Dedim ya emin çölaşan ne ilk kaybeden,ne de son.Çünkü ne bu kişiler susturmaktan,kaybedenlerse yerlerine yenileri getirmekten asla vazgeçmeyeceklerdir...*
i. melih gökçek, kankasıyla karşılıklı olarak mahkeme kararı ile mal varlıklarının araştırılması, konuşulmasını engellemiştir.
bu her nekadar da, biraz mide bulandırsa bile savaştığı asalaklara nazaran daha çok saygıyı hak eden bir gazeteci ve yazar.
ama 'biz daha iyisini, temizini istiyoruz' derseniz.
-emrin olur abim. diyorum ve;
(bkz: uğur dündar)*
(bkz: uğur mumcu)*
(bkz: bekir coşkun)*
kendisi sevmeyen insanların ciddi psikolojik ya da ahlaki sorunları olduğuna inandığım,vatanına koşulsuz aşık kişilik.bir adam ki halkına gerçekleri anlatma aşkı uğruna işinden kovulmuş var mı ötesi?..
ertuğrul özkök gibi paracı(akpci) bir insanın da tek hayat gailesinin çok çok kaliteli şarap içmek da olduğunu yine emin çölaşandan öğrendik..
hayatında okul gazetesi çıkarmamış kişiler tarafından ''3-5 arkadaşını toplayıp yeni bir gazete çıkarmadığı için'' eleştirilen yazardır.oturdugun yerden üfürmek kolay tabi...o kadar cesurdur ki insanlar kendisinden ''hurriyette çalışırken aydın doğan hakkındaki pislikleri yazmasını'' beklemişlerdir.evet bu emin colasan'dan beklenmiştir.ama olmaz ki be kardeşim.her şeyin bir yeri ve zamanı var.
turkiyenin gerçekten ihtiyacı oldugu muhalif insanlardan biridir. evet bakın turkiyenin muhaliflere ihtiyacı var. çunku muhalefet olmazsa demokrasi de olmaz sayın seyirciler.
(bkz: turgut nereden koşuyor)
ama söylemeden edemeyeceğim hurriyetteki son yazısıyla " sen de yalanmışsın be emin" dedirtmiştir.
sadece kalemi olan insan. yillarca itici gelmesine ragmen okudum, hatta i.Melih yazilarindan oturu piskin cevaplardan dolayi pisen ve i.Melih ile ayni ortamda bulunmamasi hosuma giderdi. sonra dusundum. evet sadece kalemi olan adam. kas'ta mavi bar'da yillardir taniyormusuz gibi bizimle kanka muhabbeti yapti biraz sohbet ettik.

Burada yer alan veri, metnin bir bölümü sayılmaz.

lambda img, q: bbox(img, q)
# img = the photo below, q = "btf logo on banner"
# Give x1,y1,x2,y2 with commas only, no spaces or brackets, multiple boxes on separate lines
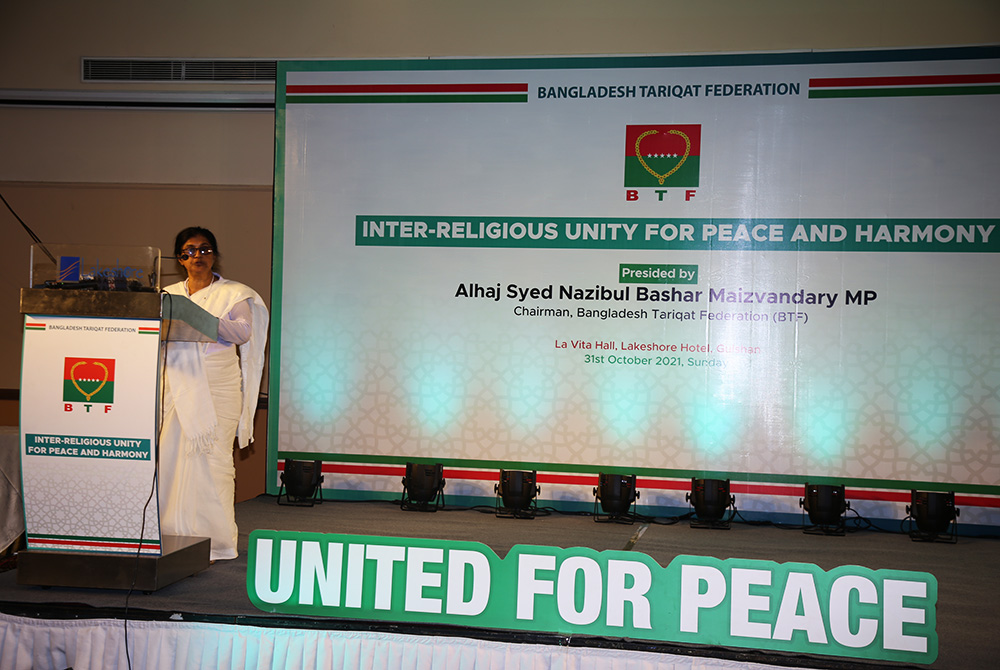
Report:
63,357,115,414
625,124,701,201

son zamanlarda kitabini okuyorum her nedense acik cumleler kullanmis. is hayatinin dinamiklerini bilmeyen hayati biraz yorumlayamamis genc bireylerin ilkokul duzeyindeki yorumlarini dikkate almiyorum.
gidisat belli, aydin dogan, akp, calik ve digerleri.

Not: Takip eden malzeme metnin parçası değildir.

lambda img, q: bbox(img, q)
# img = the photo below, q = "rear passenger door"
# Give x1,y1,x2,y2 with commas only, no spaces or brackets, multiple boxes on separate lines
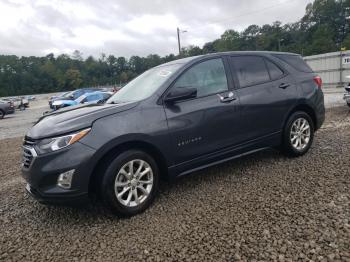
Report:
230,55,296,141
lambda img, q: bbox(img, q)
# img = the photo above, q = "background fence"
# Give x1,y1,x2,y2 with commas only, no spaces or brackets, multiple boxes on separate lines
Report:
304,51,350,88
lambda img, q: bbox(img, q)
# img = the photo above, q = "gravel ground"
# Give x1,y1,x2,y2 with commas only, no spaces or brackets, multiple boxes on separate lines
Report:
0,106,350,261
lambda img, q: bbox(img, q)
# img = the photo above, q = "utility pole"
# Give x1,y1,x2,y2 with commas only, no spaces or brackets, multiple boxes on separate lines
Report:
177,28,181,56
278,39,283,52
176,28,187,56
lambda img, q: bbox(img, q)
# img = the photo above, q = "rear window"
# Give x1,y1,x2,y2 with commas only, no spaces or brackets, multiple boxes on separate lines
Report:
274,54,313,73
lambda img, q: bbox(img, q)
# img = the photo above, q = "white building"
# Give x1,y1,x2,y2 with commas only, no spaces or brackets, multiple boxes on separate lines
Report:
304,51,350,88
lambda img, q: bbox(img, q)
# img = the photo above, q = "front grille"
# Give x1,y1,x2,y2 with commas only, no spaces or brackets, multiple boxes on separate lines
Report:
23,137,35,147
22,138,37,169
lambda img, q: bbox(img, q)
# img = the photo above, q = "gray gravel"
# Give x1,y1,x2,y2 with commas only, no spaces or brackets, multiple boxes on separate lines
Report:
0,106,350,261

bu gidisatta bir kalem olmanin ayricaligini gosteren bu sevmedigim adama yolunda basarilar diliyorum.
Gercek bir Atatürkçü, vatansever, ve yolsuzluk düşmanı.Bence Türkiyemin yetiştirdiği en iyi yazarlarlardan.Kalemi çok sivridir.M.Gokcek gibileri fazlasıyla rahatsız eder.Kesinlikle doğruları savunur.Alkışlarımı haketmiştir.